Actually, Rosie, it is a fashion statement. And the statement it makes is: Rich as I am, my menfolk feel compelled to demonstrate their power over me by forcing me into one of these "posh" shrouds.
 
But wait, there's more:

The niqab is a vanity and a fetish, no different, in my mind, than leather executioner masks worn by devotees of S & M.
While I wholeheartedly agree that it symbolizes a cultural oppression of women at stark odds with Canadian values – we are a country of open interaction where faces matter and rejection of paternalism by pseudo-purdah matters even more – no government should be in the business of dictating fashion, or mores.
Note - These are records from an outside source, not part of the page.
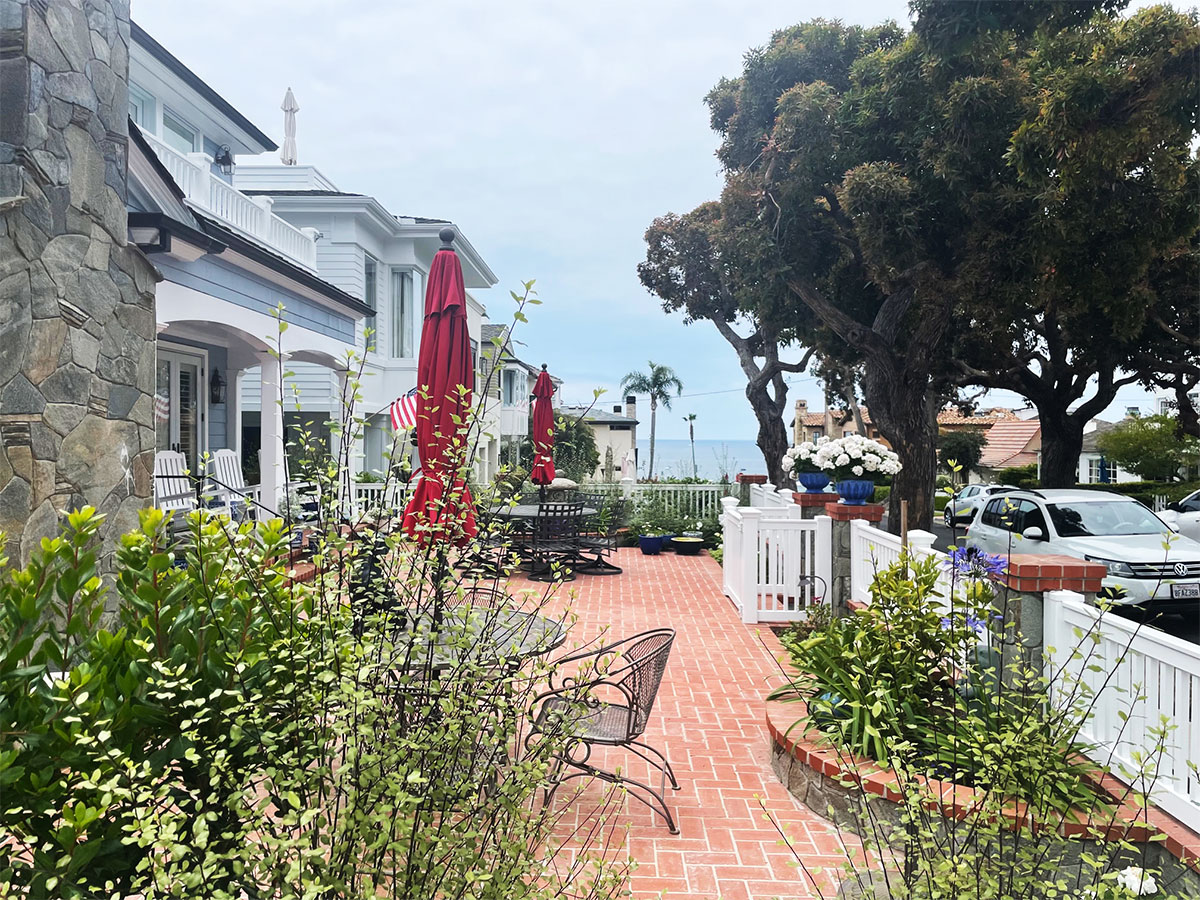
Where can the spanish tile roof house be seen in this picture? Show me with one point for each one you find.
(1012, 442)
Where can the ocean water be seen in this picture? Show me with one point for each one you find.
(672, 459)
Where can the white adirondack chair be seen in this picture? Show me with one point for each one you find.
(228, 485)
(173, 489)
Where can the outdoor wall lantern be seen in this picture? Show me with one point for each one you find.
(216, 388)
(225, 160)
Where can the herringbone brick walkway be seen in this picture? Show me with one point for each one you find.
(709, 721)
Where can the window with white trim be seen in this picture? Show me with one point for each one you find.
(402, 313)
(178, 133)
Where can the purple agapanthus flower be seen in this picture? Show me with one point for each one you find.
(973, 563)
(972, 622)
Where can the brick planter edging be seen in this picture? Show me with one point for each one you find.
(837, 779)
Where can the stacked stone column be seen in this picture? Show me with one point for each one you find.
(77, 322)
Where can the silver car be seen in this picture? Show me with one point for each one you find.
(963, 505)
(1143, 555)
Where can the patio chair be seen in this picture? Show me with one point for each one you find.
(228, 485)
(556, 541)
(173, 487)
(618, 702)
(600, 538)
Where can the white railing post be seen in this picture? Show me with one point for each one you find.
(749, 568)
(921, 543)
(823, 556)
(264, 217)
(202, 181)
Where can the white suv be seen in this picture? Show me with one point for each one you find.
(1101, 527)
(964, 504)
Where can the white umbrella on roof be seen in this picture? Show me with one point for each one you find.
(288, 151)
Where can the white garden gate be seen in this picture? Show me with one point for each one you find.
(777, 564)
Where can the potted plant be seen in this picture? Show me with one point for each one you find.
(853, 462)
(649, 544)
(801, 461)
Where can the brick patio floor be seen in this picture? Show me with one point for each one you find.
(709, 721)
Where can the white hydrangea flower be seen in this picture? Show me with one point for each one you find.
(1138, 881)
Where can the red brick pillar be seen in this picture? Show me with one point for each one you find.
(1021, 597)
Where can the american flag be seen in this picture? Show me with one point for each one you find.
(403, 412)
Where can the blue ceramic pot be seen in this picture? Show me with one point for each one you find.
(814, 481)
(856, 492)
(651, 545)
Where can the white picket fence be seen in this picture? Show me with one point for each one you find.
(777, 565)
(871, 550)
(684, 501)
(1137, 675)
(1140, 677)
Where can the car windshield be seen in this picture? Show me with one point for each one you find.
(1080, 520)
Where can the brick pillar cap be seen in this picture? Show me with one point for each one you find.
(844, 513)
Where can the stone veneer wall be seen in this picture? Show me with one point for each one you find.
(77, 319)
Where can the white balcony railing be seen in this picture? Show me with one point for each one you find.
(250, 216)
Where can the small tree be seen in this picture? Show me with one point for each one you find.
(965, 448)
(1150, 447)
(576, 455)
(659, 382)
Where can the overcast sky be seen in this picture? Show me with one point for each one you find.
(552, 133)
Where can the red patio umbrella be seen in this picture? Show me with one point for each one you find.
(442, 504)
(543, 430)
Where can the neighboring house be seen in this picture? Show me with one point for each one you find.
(382, 259)
(229, 263)
(809, 426)
(1011, 442)
(615, 427)
(1093, 468)
(510, 391)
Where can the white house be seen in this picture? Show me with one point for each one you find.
(382, 259)
(229, 264)
(615, 427)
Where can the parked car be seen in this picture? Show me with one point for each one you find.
(963, 505)
(1102, 527)
(1185, 515)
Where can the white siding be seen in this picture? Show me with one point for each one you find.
(317, 387)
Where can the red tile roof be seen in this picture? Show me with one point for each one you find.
(947, 417)
(1009, 443)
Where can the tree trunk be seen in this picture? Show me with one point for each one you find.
(773, 438)
(1062, 442)
(907, 417)
(654, 413)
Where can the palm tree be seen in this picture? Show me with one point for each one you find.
(658, 383)
(691, 436)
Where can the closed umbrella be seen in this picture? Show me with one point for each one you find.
(289, 107)
(441, 505)
(543, 430)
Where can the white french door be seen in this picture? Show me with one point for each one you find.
(180, 403)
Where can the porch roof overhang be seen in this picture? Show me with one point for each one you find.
(246, 334)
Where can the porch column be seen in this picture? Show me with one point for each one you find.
(233, 411)
(271, 460)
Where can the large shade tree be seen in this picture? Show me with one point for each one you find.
(659, 383)
(913, 186)
(694, 265)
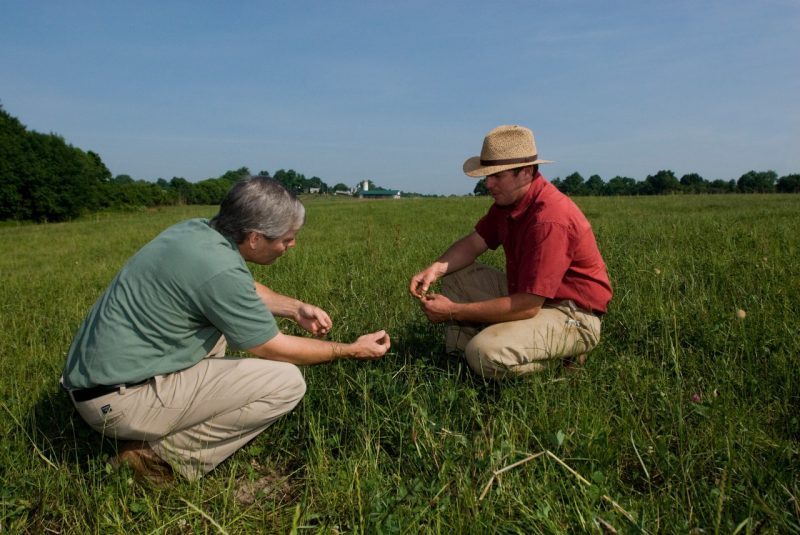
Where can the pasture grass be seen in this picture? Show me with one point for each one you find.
(685, 418)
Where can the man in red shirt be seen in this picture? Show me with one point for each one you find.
(546, 308)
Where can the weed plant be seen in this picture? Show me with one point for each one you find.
(684, 420)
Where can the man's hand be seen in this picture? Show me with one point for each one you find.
(437, 307)
(421, 282)
(370, 346)
(313, 319)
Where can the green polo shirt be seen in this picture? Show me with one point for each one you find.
(166, 309)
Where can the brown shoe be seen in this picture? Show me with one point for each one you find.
(575, 364)
(144, 462)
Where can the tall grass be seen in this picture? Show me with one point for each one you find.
(684, 419)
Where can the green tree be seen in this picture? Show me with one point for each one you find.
(620, 185)
(594, 186)
(757, 182)
(661, 183)
(693, 183)
(573, 184)
(789, 184)
(42, 178)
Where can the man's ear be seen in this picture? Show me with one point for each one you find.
(252, 239)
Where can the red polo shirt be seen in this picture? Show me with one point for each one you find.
(550, 248)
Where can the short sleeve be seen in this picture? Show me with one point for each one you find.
(487, 228)
(545, 259)
(230, 302)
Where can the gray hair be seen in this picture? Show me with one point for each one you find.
(258, 204)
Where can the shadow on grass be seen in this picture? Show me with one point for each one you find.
(61, 435)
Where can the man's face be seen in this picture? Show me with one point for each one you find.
(508, 187)
(266, 251)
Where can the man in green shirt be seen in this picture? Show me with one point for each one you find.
(148, 364)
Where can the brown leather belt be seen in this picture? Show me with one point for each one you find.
(93, 392)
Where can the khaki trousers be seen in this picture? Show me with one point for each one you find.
(558, 331)
(196, 418)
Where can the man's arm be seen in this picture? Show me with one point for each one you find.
(310, 317)
(459, 255)
(303, 351)
(518, 306)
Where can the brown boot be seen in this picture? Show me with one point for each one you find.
(575, 364)
(144, 462)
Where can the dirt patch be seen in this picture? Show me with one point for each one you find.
(269, 484)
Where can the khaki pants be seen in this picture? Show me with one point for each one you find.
(196, 418)
(558, 331)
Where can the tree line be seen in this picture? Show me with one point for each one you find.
(665, 182)
(44, 178)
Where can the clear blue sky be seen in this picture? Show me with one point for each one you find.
(403, 92)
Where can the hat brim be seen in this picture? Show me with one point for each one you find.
(472, 167)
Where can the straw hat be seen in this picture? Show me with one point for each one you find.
(505, 147)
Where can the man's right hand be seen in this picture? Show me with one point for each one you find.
(422, 281)
(370, 346)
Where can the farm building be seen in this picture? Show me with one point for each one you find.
(378, 193)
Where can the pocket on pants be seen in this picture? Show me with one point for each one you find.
(102, 414)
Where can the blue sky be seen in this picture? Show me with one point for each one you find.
(403, 92)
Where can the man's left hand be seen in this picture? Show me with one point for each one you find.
(314, 319)
(437, 307)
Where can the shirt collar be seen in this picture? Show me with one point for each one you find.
(530, 196)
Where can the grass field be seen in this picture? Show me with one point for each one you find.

Equally, women who wear the niqab should not expect that this society will turn itself inside out to accommodate their wishes.
Okay, that may well be the most incoherent argument I've ever read in the pages of the Toronto Star, and that's saying something because lest we forget (not that we're likely to) this is the same rag that provides Harpoon Siddiqui with a bully pulpit twice a week.

1 comment:

Anonymous said...

Rosie should have seen the woman in Harrods wearing a silk Burka, edged in fuschia and turquoise with matching Tote bag, wearing a gold (I believe at least 18K if not 24K) mask that covered her eyes, nose and mouth. The part that covered the eyes had slits for her to see, the nose plate had two breathing holes and the lips were sheaped like a mouth with no opening. I have not forgotten the sight and it was at least 5 years ago.